Smurfarium

1. Terms and Definitions

Personal Data means any information relating to an identified or identifiable natural person (data subject), e.g., name, phone number, email, etc.

Processing of Personal Data means any operation or set of operations performed on personal data, including collection, recording, systematization, accumulation, storage, updating (modification), retrieval, use, transfer (disclosure, provision, access), anonymization, blocking, deletion, destruction.

Confidentiality of Personal Data means the obligation to handle personal data properly and not disclose it without the subject’s consent or another lawful basis.

Use of Personal Data means actions aimed at identifying the User, providing access to the Service, and verifying submitted information.

Information means data/messages regardless of the form of presentation.

Publicly Available Personal Data means personal data made publicly accessible by the subject or otherwise under law.

Operator means Smurfarium, which determines the purposes of processing, the scope of data, and the storage/destruction procedures.
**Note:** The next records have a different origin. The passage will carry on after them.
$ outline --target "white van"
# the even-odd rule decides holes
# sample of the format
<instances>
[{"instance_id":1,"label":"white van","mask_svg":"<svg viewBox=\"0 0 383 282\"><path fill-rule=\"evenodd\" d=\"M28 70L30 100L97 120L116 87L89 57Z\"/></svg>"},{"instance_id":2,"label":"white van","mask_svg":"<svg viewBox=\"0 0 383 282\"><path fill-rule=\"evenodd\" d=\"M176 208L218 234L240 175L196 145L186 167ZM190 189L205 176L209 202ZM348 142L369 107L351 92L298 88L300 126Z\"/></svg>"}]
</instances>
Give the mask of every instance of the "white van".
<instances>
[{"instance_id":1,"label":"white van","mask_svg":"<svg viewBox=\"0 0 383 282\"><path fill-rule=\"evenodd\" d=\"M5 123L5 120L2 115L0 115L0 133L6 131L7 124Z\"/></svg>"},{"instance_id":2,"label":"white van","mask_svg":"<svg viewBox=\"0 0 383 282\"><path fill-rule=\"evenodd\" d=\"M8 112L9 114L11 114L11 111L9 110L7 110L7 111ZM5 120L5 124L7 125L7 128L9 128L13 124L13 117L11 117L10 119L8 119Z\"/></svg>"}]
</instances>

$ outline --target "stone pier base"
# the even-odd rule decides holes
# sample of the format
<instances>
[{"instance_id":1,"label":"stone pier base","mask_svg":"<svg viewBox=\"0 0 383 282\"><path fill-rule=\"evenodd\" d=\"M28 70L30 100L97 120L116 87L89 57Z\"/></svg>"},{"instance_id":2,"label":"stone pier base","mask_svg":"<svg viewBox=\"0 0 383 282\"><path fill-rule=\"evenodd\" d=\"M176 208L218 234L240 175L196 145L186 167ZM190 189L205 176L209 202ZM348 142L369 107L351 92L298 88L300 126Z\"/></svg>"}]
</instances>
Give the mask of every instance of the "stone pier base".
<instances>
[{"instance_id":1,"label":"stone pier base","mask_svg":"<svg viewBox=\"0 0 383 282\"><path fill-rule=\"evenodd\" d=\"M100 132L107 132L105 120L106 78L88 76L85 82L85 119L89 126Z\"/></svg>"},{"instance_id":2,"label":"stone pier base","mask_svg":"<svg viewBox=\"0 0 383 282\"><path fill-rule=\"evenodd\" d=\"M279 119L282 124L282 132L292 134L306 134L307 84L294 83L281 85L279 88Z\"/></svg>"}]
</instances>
User means a visitor and/or a registered user of the Service.

Dissemination of Personal Data means actions aimed at disclosure of personal data to an indefinite number of persons or making it available to the general public.

Destruction of Personal Data means actions that irreversibly destroy personal data and/or physical media.

2. Rights and Obligations

2.1. Operator’s rights:

Request accurate information and documents from the data subject.
Continue processing without consent if lawful grounds exist after consent withdrawal.
Define measures to ensure compliance with data-protection laws.
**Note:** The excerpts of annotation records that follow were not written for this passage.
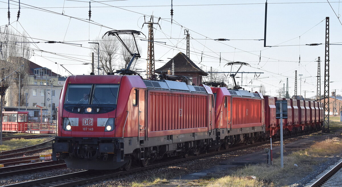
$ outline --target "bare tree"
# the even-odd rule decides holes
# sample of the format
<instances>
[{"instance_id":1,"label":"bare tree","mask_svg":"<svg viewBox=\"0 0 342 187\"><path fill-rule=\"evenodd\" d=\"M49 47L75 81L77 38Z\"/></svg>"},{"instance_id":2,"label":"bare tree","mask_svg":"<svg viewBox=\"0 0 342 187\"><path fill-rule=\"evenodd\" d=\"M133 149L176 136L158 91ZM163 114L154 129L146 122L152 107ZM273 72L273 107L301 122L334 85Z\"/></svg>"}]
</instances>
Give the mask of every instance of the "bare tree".
<instances>
[{"instance_id":1,"label":"bare tree","mask_svg":"<svg viewBox=\"0 0 342 187\"><path fill-rule=\"evenodd\" d=\"M264 95L266 93L266 88L262 84L260 85L260 88L259 88L259 92L261 93L263 95Z\"/></svg>"},{"instance_id":2,"label":"bare tree","mask_svg":"<svg viewBox=\"0 0 342 187\"><path fill-rule=\"evenodd\" d=\"M8 86L6 93L9 94L7 94L4 102L8 102L11 105L25 106L25 94L29 91L29 65L27 59L31 52L29 50L30 43L23 42L29 41L24 33L21 34L9 28L1 32L4 33L3 35L4 36L0 38L2 43L0 66L4 69L0 70L0 78L3 80L1 84Z\"/></svg>"},{"instance_id":3,"label":"bare tree","mask_svg":"<svg viewBox=\"0 0 342 187\"><path fill-rule=\"evenodd\" d=\"M126 36L122 39L131 52L137 52L135 42L132 38ZM93 41L99 44L99 67L104 70L105 73L111 73L115 72L115 70L127 68L132 56L117 38L115 36L105 36L103 38L97 38ZM139 45L137 46L140 52L141 49ZM91 46L91 48L92 48L92 52L94 53L95 59L97 59L97 47L96 44L92 44ZM136 62L133 62L130 69L136 69L136 65L141 63L139 60Z\"/></svg>"},{"instance_id":4,"label":"bare tree","mask_svg":"<svg viewBox=\"0 0 342 187\"><path fill-rule=\"evenodd\" d=\"M135 42L134 42L134 40L132 39L130 37L128 36L124 37L122 40L126 42L125 43L126 45L132 53L137 53L138 51L140 53L141 52L141 48L140 47L140 46L137 43L137 46L138 47L138 50L137 50L136 47L135 46ZM132 56L123 45L121 45L121 53L122 54L122 60L124 63L124 68L126 69L132 58ZM141 62L139 59L135 62L133 62L130 69L133 70L133 68L136 68L136 66L141 63Z\"/></svg>"},{"instance_id":5,"label":"bare tree","mask_svg":"<svg viewBox=\"0 0 342 187\"><path fill-rule=\"evenodd\" d=\"M103 38L96 38L93 42L98 43L100 47L100 67L97 68L103 69L105 74L115 71L115 69L120 69L120 67L117 61L120 55L121 44L117 39L105 36ZM97 58L97 44L95 43L92 44L90 47L94 52L94 59Z\"/></svg>"}]
</instances>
2.2. Operator’s obligations:

Organize processing as required by applicable law.
Respond to data-subject requests and inquiries.
Cease transfer/processing and destroy data in cases prescribed by law.

2.3. Users’ rights:

Obtain information about the processing of their personal data.
Request rectification, blocking, or deletion if data is incomplete, outdated, inaccurate, unlawfully obtained, or unnecessary for the stated purposes.
Seek protection of their rights as provided by law.

2.4. Users’ obligations:

Provide accurate personal data to the Operator.
Notify the Operator of any updates/changes to their personal data.

3. Principles of Processing

Processing is lawful and fair.
Processing is limited to pre-defined legitimate purposes.
Merging databases with incompatible purposes is not allowed.
Only data relevant to the purposes is processed.
The volume of data is proportionate — no excess data.
The Operator ensures accuracy, sufficiency, and, where necessary, updates or removes incomplete/inaccurate data.
Storage period does not exceed what is necessary for the purposes unless otherwise required by law. Upon achieving the purposes or no longer needing the data, it is destroyed or anonymized.

4. Purposes of Processing

4.1. Core purposes:

User information.
Providing access to the Service.
Operating services/features, payments, and support.

4.2. Marketing and notifications:

The Operator may send notices about new products, services, special offers, and events.
The User may opt out of informational/marketing messages by emailing the Operator.

5. Confidentiality

The Operator and any persons with access to personal data must not disclose it to third parties without the subject’s consent unless required by law.

6. Final Provisions

The User may request clarifications regarding processing of their personal data via the email provided on the Service.
This document is effective indefinitely until replaced by a new version.
The Operator may amend this Policy; the new version is published on the website and becomes effective upon publication or as otherwise specified therein.